The Daily Telegraph has reported that plans have been made to lay a memorial stone in his honor alongside some of Britain’s most respected authors and poets, including Geoffrey Chaucer, C.S. Lewis and Edward Lear.
Sir Pelham Grenville Wodehouse, better known as P.G. Wodehouse, died in 1975 aged 93. As well as being a literary genius who has long been considered to be among Britain’s greatest authors, he was also an odious anti-Semite.
His numerous anti-Semitic comments included a letter to a friend, in which he wrote: “One odd thing about television is the way it shows people up. I always used to think Groucho Marx screamingly funny. I saw him on television the other night, and he was just a middle-aged Jew with no geniality whatever, in fact repulsive.”
In another letter, he told a friend that: “A curious thing about American books these days is that so many of them are Jewish propaganda.”
In yet another letter he wrote: “The trouble is, you see, all these Jews out here have been having a gorgeous time for years, fooling about with the shareholders’ money and giving all their relations fat jobs, and this gives the bankers an excuse for demanding a showdown.”
His anti-Semitism continued long after the horrors of the Holocaust.
Many have also suggested that Sir Pelham’s activity in Europe under the occupation of Nazi Germany would have been enough to see him tried for treason had he ever dared return to Britain after the Second World War.
Sir Pelham moved to France for tax reasons in 1934. He was taken prisoner at Le Touquet by the invading Germans in 1940 and interned for nearly a year. After his release, he made six broadcasts on German radio which were sent to America which had not yet entered the war.

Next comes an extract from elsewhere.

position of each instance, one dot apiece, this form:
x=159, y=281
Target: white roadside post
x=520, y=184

After the war, he went into exile in the United States.
Gyles Brandreth, the former Conservative Party MP and broadcaster, told The Daily Telegraph that these apolitical programs were “undoubtedly damaging to the Allied cause” because they came when Britain was trying to encourage America to join the fight against the Nazis.
He said that Sir Pelham “undoubtedly gave comfort to the enemy during the darkest days of the war. He broadcast gently amusing non-political talks from Berlin, giving the impression that he was fine, and by implication that if he was fine all was fine in Nazi Germany.”
There is nothing wrong with admiring Sir Pelham’s works, but that is very different from admiring their author. It is not for the Church to forgive and forget his lifelong, unrepentant hatred of Jews. This honor should be withdrawn.